All those years of name-calling, ostracized, excluded, and now, with NO NOTICE whatsoever, no “Hey Rudoph, how’s it going, how’s that new Klondike strategy of yours coming along,” and now you NEED me?

Wait, wait, let me guess—I’m supposed to say “Oh Santa, thank you so much for the opportunity, I’m so grateful for finally being included, and being useful to Your Great Rotundity, I’m so honored!”
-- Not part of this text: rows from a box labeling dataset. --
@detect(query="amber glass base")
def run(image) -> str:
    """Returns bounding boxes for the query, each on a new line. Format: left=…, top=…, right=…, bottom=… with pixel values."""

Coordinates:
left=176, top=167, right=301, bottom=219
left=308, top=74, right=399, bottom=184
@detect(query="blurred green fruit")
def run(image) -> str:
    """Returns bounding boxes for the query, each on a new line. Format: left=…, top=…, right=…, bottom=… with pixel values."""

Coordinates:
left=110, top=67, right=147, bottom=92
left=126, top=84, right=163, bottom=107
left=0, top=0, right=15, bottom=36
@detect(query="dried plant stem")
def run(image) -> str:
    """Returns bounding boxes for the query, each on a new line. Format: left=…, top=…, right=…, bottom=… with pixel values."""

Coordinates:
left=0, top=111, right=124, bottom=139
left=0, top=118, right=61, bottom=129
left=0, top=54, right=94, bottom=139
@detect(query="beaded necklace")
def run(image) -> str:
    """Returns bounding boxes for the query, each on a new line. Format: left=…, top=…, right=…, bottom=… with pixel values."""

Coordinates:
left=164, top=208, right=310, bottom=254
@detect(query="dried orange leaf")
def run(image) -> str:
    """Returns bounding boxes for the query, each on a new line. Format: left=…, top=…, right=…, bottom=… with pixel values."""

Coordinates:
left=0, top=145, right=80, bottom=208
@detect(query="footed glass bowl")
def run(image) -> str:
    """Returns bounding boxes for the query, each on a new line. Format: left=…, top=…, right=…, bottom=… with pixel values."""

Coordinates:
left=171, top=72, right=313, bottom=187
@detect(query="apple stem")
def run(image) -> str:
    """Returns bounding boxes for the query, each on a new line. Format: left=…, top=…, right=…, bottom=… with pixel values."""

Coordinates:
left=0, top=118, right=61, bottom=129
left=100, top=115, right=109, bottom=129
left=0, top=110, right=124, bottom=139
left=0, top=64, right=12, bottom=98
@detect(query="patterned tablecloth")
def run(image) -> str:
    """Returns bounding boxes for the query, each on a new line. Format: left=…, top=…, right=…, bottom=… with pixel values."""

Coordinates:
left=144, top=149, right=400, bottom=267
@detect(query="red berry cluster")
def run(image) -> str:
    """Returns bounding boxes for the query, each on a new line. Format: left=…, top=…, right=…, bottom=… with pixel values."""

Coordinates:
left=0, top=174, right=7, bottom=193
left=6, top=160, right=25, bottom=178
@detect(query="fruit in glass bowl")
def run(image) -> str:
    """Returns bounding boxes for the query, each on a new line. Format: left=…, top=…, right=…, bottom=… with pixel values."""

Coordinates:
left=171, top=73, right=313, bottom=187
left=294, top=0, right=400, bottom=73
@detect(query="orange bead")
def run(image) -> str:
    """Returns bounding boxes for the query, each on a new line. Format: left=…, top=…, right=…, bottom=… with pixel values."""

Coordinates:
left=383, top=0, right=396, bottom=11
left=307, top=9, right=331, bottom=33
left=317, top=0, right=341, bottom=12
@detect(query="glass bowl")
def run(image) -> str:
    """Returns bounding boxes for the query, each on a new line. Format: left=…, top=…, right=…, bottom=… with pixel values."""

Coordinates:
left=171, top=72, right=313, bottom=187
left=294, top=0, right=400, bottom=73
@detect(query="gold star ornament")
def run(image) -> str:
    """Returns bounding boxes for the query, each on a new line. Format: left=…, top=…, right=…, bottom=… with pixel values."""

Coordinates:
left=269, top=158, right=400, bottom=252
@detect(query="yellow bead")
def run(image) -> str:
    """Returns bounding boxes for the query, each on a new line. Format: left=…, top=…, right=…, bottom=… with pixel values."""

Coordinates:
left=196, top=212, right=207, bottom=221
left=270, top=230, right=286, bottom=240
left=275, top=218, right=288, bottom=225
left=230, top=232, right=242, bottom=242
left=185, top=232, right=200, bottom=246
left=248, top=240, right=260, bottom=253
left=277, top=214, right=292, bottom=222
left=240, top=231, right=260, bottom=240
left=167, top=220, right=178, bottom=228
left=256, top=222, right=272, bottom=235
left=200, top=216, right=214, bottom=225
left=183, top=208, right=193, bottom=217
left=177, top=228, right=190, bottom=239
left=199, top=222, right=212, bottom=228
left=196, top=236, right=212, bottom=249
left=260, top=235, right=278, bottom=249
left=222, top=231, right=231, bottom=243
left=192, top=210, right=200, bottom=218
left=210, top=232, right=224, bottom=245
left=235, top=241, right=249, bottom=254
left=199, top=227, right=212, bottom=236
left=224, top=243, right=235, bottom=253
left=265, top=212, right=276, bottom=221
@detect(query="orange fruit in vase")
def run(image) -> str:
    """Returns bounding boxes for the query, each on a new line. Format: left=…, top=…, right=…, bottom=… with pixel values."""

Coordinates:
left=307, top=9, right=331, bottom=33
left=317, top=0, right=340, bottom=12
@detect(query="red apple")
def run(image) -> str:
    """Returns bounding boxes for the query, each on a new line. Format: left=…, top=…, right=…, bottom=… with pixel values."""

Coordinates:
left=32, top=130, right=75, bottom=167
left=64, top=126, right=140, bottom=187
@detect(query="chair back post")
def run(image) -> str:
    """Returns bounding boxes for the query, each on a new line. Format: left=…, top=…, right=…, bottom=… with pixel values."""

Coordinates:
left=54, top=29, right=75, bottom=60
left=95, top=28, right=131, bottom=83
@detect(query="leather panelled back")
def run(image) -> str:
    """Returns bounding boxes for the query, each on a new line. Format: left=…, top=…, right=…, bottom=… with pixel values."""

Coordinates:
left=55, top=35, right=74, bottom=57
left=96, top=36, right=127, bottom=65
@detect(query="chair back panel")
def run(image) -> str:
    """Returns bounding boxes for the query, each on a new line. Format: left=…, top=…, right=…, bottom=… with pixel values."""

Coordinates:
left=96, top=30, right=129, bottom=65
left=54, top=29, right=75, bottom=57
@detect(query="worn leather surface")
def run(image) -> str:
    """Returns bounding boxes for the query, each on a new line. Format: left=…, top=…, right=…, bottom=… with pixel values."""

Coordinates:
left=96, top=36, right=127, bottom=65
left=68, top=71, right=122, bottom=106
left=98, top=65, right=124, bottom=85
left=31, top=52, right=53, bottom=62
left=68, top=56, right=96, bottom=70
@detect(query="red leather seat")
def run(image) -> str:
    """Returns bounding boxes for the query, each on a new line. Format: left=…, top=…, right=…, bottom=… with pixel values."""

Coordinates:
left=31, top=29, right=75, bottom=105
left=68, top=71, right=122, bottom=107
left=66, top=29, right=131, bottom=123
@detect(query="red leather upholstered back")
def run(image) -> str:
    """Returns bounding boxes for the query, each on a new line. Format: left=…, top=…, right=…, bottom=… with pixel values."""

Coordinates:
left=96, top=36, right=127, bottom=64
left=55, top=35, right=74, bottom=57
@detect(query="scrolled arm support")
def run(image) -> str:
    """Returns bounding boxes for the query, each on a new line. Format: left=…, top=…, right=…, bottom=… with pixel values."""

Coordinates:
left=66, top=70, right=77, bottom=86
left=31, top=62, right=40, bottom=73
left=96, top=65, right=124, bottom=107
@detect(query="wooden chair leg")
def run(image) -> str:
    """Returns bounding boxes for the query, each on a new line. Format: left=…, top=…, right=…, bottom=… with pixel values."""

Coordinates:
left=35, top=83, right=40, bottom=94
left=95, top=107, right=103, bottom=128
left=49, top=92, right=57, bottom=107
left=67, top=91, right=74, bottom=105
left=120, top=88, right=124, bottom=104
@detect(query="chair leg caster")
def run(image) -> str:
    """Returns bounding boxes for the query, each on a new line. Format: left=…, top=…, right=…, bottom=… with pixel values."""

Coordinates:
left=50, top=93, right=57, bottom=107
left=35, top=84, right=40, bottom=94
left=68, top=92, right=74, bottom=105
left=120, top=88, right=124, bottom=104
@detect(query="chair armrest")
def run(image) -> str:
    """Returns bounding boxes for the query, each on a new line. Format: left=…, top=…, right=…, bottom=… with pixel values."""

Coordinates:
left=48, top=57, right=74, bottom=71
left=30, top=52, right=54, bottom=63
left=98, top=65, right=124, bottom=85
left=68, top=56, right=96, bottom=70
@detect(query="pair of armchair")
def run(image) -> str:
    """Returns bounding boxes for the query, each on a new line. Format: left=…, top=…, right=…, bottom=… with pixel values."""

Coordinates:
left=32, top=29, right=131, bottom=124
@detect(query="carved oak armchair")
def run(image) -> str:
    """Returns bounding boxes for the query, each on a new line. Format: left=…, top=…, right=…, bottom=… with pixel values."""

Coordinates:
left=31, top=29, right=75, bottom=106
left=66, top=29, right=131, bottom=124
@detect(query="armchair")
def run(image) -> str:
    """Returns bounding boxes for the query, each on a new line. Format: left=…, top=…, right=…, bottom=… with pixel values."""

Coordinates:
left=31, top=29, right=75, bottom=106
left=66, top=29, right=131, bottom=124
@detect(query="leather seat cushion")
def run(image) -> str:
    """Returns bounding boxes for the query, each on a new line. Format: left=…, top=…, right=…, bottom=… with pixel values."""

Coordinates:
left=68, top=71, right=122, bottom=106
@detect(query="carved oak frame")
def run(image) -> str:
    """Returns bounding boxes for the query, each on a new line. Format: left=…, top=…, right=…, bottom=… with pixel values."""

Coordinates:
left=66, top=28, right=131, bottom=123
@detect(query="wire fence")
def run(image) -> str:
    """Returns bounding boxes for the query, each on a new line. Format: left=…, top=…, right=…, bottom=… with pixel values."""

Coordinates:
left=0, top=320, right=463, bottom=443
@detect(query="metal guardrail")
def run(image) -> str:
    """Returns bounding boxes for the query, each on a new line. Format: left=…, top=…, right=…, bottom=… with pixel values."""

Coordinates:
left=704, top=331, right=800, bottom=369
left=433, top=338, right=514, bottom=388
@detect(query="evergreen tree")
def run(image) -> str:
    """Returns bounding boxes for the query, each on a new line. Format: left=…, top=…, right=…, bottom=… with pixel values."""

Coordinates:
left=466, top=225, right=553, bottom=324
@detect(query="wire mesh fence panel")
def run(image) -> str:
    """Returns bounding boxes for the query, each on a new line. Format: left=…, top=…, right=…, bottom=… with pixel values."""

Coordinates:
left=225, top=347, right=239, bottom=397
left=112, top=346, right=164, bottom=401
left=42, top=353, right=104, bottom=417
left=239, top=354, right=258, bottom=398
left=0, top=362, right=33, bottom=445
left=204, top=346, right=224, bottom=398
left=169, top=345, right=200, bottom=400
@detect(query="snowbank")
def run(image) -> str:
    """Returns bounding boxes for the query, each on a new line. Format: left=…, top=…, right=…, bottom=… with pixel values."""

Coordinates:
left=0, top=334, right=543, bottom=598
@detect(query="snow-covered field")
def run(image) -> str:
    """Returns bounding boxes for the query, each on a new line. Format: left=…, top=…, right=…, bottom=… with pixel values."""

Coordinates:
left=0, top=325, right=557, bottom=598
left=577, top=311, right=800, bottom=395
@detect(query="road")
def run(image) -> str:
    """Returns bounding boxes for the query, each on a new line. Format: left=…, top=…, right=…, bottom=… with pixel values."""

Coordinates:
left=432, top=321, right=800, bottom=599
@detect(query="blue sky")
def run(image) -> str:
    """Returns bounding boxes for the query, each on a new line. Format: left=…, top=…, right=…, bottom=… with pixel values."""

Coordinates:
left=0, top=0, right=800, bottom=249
Maybe you and the other reindeer should have THOUGHT ABOUT THAT while you were calling me Pinocchio for the past 18 years. Maybe you should have THOUGHT ABOUT THAT while excluding me from every game of kick-ball and Parcheesi and Cards Against Caribou.

I’m pretty sure I wouldn’t even like Parcheesi, but how would I even know?

So YEAH, I think I’ll PASS on your “generous offer” of “upgrading” my reputation to “living foglight.” I’m sure everyone will LOVE me then, right? This is my big turn-around moment? I have better things to do with the next 24 hours than taking sleet to the face while eight of my new “chums” stare at my ass and sleigh bells shatter my eardrums.

P.S. Throwing the children in there was a low blow. That’s your problem.

Excuse typos, all hooves from my iPad.